The Colorado Republican party admitted what every objective observer already knew:
At this point some people will interject that Trump only has himself to blame for allowing this to happen. The Cruz campaign did the requisite work to build a communication network within the state to alert supporters of which precinct delegates they needed to vote for. Cruz contacted the aspiring delegates--most (all?) of whom are either current, former, or hopeful state and local Republican party officials--and alternatively talked and bribed them into backing Cruz. Trump, whose total campaign staff numbers in the double-digits (Hillary Clinton has 765 on her payroll), was totally outmatched when it came to ground game logistics.
That's undeniably true. It is not, however, something that regular American are impressed by. To the contrary, it's something that they find off-putting, more of a bug than a feature. It's sneaky and corrupt, bemusing and byzantine. Most Americans don't want the insider who has all the right political connections and who, through a long career in politics, has learned all the right tactics to employ in an effort to out-technocrat the other guys to claw his way to the top. At least not if he fails to appeal to most of them, anyway. This seems to be especially true in this presidential election cycle.
Which leads me scratching my head at Cruz's victory remarks. The prudent thing to say would've been something along the lines of "I would have preferred a regular vote of the people to determine who Colorado supports at the convention. I'm confident I would've demonstrated that I'd earned that support if a vote had taken place. But since the rules were beyond my control, I had to adapt to what was in front of me. I did that, and I want to thank all of you who participated for my victory in this great state."

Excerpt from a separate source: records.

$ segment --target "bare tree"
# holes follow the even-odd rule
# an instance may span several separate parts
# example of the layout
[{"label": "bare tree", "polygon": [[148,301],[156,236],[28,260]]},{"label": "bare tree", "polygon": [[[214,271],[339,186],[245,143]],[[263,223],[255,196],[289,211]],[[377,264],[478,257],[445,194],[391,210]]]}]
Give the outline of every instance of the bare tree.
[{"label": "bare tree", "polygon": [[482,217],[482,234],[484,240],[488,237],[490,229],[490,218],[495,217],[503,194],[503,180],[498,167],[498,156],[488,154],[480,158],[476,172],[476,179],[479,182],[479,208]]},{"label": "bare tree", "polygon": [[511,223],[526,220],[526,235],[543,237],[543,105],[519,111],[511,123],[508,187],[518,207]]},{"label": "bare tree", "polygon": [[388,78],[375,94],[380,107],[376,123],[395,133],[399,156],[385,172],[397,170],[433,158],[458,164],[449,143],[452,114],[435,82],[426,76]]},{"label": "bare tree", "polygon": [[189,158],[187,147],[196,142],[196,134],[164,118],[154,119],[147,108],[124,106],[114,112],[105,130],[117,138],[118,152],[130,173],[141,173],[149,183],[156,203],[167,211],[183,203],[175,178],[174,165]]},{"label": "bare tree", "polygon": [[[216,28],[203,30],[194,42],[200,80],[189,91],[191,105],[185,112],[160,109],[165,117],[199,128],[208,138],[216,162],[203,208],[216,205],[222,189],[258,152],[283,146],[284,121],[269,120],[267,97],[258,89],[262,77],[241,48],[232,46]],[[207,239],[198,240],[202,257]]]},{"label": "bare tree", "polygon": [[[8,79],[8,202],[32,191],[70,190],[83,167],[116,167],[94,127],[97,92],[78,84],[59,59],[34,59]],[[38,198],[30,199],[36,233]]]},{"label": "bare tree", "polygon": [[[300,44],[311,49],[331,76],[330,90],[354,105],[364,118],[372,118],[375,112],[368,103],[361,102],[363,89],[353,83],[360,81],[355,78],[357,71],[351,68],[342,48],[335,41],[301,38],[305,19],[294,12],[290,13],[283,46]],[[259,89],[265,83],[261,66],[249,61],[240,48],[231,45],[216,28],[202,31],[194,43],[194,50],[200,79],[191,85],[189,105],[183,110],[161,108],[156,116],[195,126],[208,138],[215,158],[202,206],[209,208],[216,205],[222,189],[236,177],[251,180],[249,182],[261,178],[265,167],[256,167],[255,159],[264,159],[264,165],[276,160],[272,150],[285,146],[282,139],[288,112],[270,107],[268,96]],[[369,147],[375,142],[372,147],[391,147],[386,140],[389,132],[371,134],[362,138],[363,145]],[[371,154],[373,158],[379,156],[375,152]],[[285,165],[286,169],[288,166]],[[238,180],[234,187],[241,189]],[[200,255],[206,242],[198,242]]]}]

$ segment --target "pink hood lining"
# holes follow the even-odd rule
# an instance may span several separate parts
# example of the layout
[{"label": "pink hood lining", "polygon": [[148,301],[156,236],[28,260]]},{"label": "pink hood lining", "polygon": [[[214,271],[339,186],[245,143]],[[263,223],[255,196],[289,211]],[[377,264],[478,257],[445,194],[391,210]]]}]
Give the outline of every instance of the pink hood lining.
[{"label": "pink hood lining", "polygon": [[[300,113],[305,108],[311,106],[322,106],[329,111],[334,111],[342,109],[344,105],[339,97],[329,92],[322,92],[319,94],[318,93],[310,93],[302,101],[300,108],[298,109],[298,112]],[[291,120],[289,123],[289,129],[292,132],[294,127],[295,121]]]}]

Instead, Cruz mocked Trump for crying foul while playing his victory up as seven separate victories (since the different districts voted on different days!). Cruz's supporters will like that, but for most people on the outside looking in, it does look foul, quite foul indeed. Beware hubris, Ted. Or as Cruz might prefer, pride comes before the fall. Since we're on the subject, these GOPe 'victories' are rapidly becoming ones a certain Pyrrus of Epirus might wearily recognize.
See, you can mock your enemies from atop the walls of the city you hold. You can spit at them and launch projectiles their way. You can afford to do this even if the besiegers outnumber you, at least for awhile. But if those besiegers manage to break through your fortifications and make their way inside the walls, where their numerical advantage puts you on the losing side of the conflict, well, they may remember that harassment. They may even decide it's reason enough to have the streets of your city run knee-deep in the blood of those who mocked them.
I've seen some variations on the idea that it cost Trump a measly 34 delegates to strip away any and all pretense of Cruz being some kind of outsider. He's a ruthless insider who rubs many of his colleagues the wrong way, but his roots are buried more deeply inside the party apparatus than anyone else's are. His machinations in several states that forego pledging convention delegates from preference voting attest to that.
In reality, it cost Trump far fewer delegates than 34. Colorado is right in the middle of the country's cuck corridor. Statewide results would've been similar to those in neighboring Kansas or Utah, where Cruz won a delegate majority and the entire haul, respectively.
Bring on New York, where more people will vote than did in Wisconsin, North Dakota, and Colorado combined. Time for the cuckservatives to get curb stomped.